Code for training models using the metric learning
approach.
The project is based on the library open-metric-learning.
python
(tested with Python version>=3.10, <3.11
).
Create a virtual environment, for example, using conda. Then install the dependencies:
pip install -r requirements.txt
Additional dependencies (logging, feed parsing, duplicate removal, export to onnx) are listed in the file requirements_optional.txt
.
If any of the above-mentioned features are needed (refer to examples), execute:
pip install -r requirements_optional.txt
Before usage, familiarize yourself with the library open-metric-learning.
Particular attention should be given to the configuration file.
The dataset should have a specific format.
When training a text model, the column path
should be replaced with text
and contain the textual description of the object.
Examples of data preparation are available in the examples directory:
- For text models - examples/bert_converter.py.
- For visual models - examples/vit_converter.py.
After making the necessary changes to the configuration files in the configs directory, execute:
python train_bert.py
# OR
python train_vit.py
Model optimization may be required for deployment.

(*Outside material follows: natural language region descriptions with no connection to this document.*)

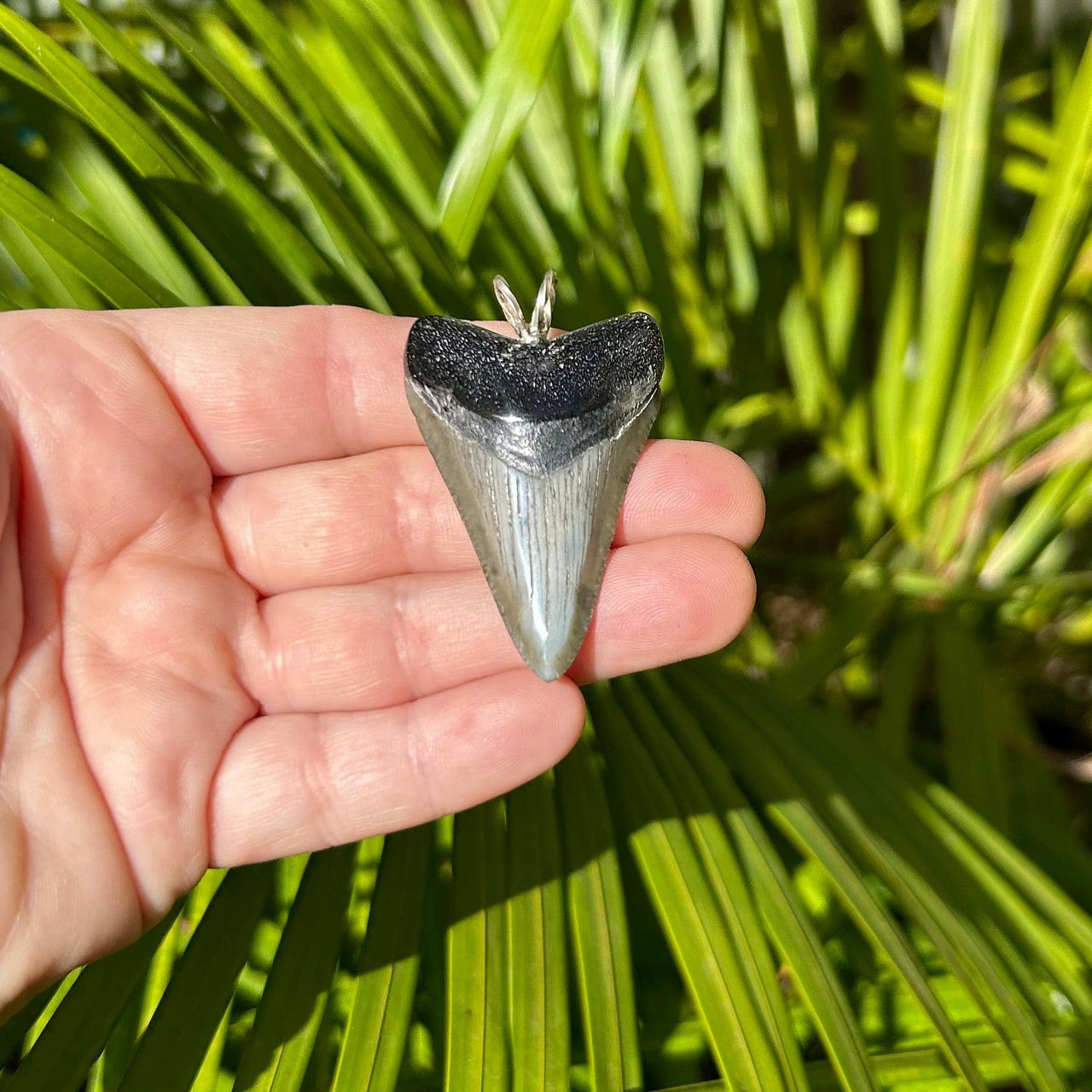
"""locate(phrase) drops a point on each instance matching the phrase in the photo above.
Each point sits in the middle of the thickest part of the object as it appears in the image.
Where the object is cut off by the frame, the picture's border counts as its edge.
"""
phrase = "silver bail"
(537, 440)
(538, 328)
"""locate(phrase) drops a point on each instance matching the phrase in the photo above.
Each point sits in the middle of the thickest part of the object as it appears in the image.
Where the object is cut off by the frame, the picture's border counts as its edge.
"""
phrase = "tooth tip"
(549, 665)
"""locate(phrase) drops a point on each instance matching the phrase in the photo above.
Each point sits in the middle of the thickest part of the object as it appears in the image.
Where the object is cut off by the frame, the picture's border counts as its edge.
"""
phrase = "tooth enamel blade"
(542, 538)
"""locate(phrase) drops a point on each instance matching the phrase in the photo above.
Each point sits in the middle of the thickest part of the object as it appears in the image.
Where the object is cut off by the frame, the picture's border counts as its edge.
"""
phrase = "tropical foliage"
(834, 857)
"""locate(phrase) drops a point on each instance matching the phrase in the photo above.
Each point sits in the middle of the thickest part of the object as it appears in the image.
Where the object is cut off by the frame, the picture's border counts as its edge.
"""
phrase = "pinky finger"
(295, 782)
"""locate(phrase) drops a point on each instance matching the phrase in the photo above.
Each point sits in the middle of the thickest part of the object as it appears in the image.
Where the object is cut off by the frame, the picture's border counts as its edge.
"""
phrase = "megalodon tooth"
(537, 438)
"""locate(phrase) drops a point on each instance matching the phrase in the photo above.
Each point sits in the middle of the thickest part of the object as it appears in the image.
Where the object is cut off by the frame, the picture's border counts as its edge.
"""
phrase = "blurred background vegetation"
(851, 851)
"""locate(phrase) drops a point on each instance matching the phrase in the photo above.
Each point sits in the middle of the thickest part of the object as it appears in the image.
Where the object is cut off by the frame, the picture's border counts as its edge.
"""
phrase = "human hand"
(241, 617)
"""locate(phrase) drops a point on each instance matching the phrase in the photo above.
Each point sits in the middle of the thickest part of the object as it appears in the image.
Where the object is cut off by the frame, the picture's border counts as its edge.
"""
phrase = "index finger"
(264, 386)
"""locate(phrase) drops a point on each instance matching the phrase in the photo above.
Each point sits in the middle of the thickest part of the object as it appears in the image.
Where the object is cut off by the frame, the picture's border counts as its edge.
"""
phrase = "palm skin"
(241, 617)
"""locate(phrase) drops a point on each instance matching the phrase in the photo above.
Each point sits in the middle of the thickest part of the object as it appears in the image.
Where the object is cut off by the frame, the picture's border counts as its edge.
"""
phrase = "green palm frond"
(867, 242)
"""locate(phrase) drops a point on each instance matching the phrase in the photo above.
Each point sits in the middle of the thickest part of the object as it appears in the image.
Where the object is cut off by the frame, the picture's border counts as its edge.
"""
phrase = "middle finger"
(354, 520)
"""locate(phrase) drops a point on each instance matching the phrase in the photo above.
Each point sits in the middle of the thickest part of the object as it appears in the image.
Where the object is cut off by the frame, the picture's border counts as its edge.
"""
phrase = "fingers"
(295, 782)
(359, 519)
(366, 647)
(264, 386)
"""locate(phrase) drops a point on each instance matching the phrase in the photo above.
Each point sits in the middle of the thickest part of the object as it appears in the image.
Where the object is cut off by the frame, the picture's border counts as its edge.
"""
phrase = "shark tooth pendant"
(537, 439)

The following examples can be used:
- Conversion to onnx format - examples/vit_to_onnx.py or examples/bert_to_onnx.py.
- Quantization - examples/quantize.py.
To register a model in mlflow
, you can use the following example:
import mlflow
import onnx
mlflow.set_tracking_uri("http://localhost:8000")
model_path = "./ViTExtractor.onnx"
artifact_path = "./artifacts"
onnx_model = onnx.load(model_path)
with mlflow.start_run(experiment_id="1") as run:
mlflow.onnx.log_model(onnx_model, "model", save_as_external_data=False)
mlflow.log_artifact(artifact_path)
In this example, a model of onnx format is registered.